Holder of the World - Bharati Mukherjee [96]
The General gave a sharp new command, and the elephant raised its trunk and held it curled over her head, like a hammer ready to fall.
“The firangi lady,” the General shouted. “The English lady.”
“Not English,” she cried out.
The elephant’s trunk descended like a lightning bolt, knocking her to her knees, then curled about her, lifting her straight out, like a wooden log. She’d watched the work elephants do the same, lift the logs, hold them out, then drop them wherever their mahouts ordered. She’d heard stories from Gabriel and all the factors of mass executions in the hinterland—trampling by elephants, Roman circus carnage—where the laws of England or the more palatable trappings of Mughal justice were not observed.
She was conveyed upward, then turned to a sitting position and deposited on the elephant’s granite-hard hindquarters. General Morad Farah, a grizzled, fair-skinned Moor with a thick, short beard, gold earrings under his turban, turned in his howdah and asked, “Where is the Raja?”
Far below, Bhagmati took advantage of the moment of inattention and ran, diving into the taller grass.
“You have killed him.”
“He is wounded. He will die of his wounds, but that will deprive me of my mission.”
“He has suffered enough, then. Even for you.”
He laughed again, or at least bared his perfect teeth in a kind of victorious grimace out of which he might dispense the grace of survival or a blood burst of violence.
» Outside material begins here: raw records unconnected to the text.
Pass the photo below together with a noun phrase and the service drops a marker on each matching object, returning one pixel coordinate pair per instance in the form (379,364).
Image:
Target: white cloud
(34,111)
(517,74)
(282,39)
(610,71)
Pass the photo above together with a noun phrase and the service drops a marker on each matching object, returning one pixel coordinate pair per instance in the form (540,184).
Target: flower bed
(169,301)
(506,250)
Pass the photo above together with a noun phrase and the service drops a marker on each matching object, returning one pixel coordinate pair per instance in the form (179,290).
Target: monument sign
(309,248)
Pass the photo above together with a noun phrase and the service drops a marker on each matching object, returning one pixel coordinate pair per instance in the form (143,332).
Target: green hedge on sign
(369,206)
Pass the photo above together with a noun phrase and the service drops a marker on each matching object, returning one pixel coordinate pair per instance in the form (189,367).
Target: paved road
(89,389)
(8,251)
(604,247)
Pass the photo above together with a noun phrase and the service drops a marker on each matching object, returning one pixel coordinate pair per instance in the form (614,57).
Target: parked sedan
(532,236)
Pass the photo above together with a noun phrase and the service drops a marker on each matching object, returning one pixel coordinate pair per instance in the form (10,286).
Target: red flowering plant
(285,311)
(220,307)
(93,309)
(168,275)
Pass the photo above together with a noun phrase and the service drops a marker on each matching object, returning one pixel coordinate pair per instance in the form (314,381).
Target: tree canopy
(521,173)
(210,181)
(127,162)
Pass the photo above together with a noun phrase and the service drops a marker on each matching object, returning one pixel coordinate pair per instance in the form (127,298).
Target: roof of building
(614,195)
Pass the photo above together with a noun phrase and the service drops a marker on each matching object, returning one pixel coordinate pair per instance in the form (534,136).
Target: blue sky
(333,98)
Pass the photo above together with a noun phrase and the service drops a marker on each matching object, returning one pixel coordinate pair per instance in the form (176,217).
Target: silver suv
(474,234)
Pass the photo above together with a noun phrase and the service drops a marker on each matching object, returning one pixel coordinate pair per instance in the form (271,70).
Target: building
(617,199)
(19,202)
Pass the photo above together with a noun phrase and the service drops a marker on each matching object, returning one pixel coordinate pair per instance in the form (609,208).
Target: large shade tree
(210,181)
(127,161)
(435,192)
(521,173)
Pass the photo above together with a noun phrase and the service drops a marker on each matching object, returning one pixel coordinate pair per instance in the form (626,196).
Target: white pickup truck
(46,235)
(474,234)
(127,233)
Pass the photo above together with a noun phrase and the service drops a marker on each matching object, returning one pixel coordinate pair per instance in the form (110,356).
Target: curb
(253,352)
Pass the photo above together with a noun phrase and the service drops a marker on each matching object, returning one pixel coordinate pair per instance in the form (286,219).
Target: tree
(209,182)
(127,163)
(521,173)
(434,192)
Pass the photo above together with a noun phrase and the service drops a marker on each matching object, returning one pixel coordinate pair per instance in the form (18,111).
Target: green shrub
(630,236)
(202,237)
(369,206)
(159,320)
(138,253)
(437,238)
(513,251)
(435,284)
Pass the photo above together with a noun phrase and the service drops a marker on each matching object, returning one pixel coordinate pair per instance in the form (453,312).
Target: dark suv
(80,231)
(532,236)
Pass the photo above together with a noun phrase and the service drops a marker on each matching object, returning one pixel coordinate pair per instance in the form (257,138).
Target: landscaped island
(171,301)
And so they began the tour of the battleground, the elephant’s feet thick with brown blood and with fresher blood from bodies still living when the foot had come down upon them, causing blood to spurt across the elephant’s chest, up to the level of its eyes, caking its gold-capped tusk stumps with gore. The beast looked like a victim of the battle rather than its finalizer. It had not rained, but blood, tankards of blood, had churned the ground to mud.
Where are the survivors? she wondered. No victors, no prisoners, just a ghoul here and there completing his rounds of looting. Overhead, buzzards were circling ever lower. That night, the fields of Devgad Defile would teem with hyenas and jackals.
“Now we find your Raja,” the General announced, giving the elephant a solid, reverberating whack with the decorated iron ankus, the elephant prod with a hawklike talon that could just as easily crush the skull of a man. The beast turned toward the steep ascent. Hannah moved slowly, inching her way from the great flat hipbones along the spine to the slight cavity between the mounds of hips and shoulders, where the canopied howdah swayed. From the great height, Hannah saw Bhagmati, a white ghost running low through the stalks of grass, keeping pace.
Ah … came the long, satisfied, victory sigh of General Morad Farah. Raja Jadav Singh lay beside his dead white horse, attended by a woman in a white sari.